Instead it probably would be better if Translate had basic understanding of the SRT format and just translate the 'values' as they are encoded in the SRT file. This will require several changes to the Translate extension.

Sounds like it could use some sort of plugin architecture? There are several other translatable-but-not-wikitext things that could use make of that (SVG files, gadget configuration files, image annotations...)

@Tgr definitely.

@Nikerabbit I have no idea at all about the design and structure of the translate extensions, can you say something about feasibility, challanges etc that would apply to making this more generic (or rather make a stricter binding to more specific content models i guess)

I don't see what's overkill about wikitext.
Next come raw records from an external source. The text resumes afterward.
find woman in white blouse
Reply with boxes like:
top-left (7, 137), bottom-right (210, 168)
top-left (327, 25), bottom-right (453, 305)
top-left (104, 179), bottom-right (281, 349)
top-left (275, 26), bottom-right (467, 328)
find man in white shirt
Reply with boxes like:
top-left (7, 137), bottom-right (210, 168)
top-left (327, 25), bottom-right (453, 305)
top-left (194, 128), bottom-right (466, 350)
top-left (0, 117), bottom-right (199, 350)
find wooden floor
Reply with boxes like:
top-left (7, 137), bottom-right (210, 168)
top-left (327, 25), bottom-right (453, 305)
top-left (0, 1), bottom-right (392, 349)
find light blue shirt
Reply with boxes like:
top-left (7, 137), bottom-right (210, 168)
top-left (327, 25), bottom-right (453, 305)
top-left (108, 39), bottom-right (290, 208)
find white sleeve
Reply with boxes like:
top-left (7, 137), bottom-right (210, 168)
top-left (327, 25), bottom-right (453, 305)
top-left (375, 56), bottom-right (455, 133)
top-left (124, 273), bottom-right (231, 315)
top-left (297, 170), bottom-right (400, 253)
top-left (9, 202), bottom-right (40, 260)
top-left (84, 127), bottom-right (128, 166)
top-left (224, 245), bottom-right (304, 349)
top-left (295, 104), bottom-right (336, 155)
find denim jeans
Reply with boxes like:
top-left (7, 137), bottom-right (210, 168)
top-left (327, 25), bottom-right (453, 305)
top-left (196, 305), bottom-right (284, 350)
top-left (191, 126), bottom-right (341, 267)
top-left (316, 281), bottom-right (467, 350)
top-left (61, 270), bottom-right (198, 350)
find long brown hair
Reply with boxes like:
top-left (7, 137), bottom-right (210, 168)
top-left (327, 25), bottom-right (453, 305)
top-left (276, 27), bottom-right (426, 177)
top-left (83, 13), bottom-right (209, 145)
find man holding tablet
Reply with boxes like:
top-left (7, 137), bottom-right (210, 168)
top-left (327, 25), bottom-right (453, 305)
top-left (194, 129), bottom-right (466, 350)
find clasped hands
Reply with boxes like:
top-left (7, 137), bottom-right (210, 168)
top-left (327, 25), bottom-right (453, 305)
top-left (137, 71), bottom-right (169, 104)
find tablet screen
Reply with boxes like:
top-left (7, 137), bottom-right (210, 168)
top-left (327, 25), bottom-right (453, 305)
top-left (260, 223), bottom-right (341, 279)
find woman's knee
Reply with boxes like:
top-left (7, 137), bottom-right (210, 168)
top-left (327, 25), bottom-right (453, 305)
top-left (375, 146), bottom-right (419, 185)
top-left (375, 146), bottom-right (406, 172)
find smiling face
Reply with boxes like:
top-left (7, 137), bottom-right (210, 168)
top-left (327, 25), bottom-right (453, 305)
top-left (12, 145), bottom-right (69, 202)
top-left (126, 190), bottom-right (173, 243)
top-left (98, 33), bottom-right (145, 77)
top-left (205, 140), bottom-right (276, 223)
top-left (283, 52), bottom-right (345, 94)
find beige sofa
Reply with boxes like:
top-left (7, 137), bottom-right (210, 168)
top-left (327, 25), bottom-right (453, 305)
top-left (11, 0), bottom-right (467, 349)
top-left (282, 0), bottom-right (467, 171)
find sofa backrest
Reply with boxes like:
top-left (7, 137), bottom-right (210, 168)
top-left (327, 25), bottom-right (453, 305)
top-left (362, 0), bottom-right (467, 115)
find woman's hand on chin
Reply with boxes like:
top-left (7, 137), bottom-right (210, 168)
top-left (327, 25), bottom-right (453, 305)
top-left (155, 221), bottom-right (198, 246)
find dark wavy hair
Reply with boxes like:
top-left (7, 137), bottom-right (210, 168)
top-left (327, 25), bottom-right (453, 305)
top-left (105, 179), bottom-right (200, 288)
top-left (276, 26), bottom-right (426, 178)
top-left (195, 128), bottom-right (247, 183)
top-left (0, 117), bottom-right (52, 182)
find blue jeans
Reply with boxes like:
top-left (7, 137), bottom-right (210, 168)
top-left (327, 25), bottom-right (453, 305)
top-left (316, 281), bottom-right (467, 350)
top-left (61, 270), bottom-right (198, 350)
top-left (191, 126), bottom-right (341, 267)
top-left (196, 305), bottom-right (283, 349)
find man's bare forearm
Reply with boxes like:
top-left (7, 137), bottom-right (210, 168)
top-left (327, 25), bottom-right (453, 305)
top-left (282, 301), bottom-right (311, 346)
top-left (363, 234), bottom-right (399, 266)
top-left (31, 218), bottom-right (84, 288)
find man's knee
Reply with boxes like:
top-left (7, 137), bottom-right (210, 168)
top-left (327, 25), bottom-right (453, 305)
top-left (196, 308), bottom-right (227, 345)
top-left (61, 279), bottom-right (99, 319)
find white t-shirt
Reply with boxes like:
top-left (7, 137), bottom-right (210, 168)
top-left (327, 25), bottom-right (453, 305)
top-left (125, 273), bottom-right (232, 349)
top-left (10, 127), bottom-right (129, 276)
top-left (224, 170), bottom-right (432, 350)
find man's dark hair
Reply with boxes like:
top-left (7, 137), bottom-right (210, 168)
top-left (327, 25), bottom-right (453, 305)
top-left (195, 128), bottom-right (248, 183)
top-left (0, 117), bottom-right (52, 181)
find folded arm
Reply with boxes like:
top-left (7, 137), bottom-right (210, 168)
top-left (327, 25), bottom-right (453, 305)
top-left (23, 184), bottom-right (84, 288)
SRT is just a text format and TMH could just read the subpages produced by Translate, which wouldn't contain any markup.

@Nikerabbit I have no idea at all about the design and structure of the translate extensions, can you say something about feasibility, challanges etc that would apply to making this more generic (or rather make a stricter binding to more specific content models i guess)

You're looking for a FFS https://www.mediawiki.org/wiki/Special:MyLanguage/Help:Extension:Translate/File_format_support but reading from the wiki. Not yet done elsewhere.

If you don't want to use the page translation feature, you can implement support for srt in either on MessageGroup or FFS level (FFS expects to work with real files in a file system), or both. Nemo_bis already linked some documentation and there are plenty of fully functional examples of both in the Translate extension and some outside, like TranslateSvg. My question would be, is there something missing in Translate that prevents you from doing this?

No clue, I never saw one class of Translate. I was looking for entry points, and I think you both helped me find those. I'll see if I can find if there would be any other blockers to achieving this..

With the current bug summary, this is a rather trivial change, not a "possible tech project", AFAICS. If the scope is expanded to something bigger, please change the summary. :)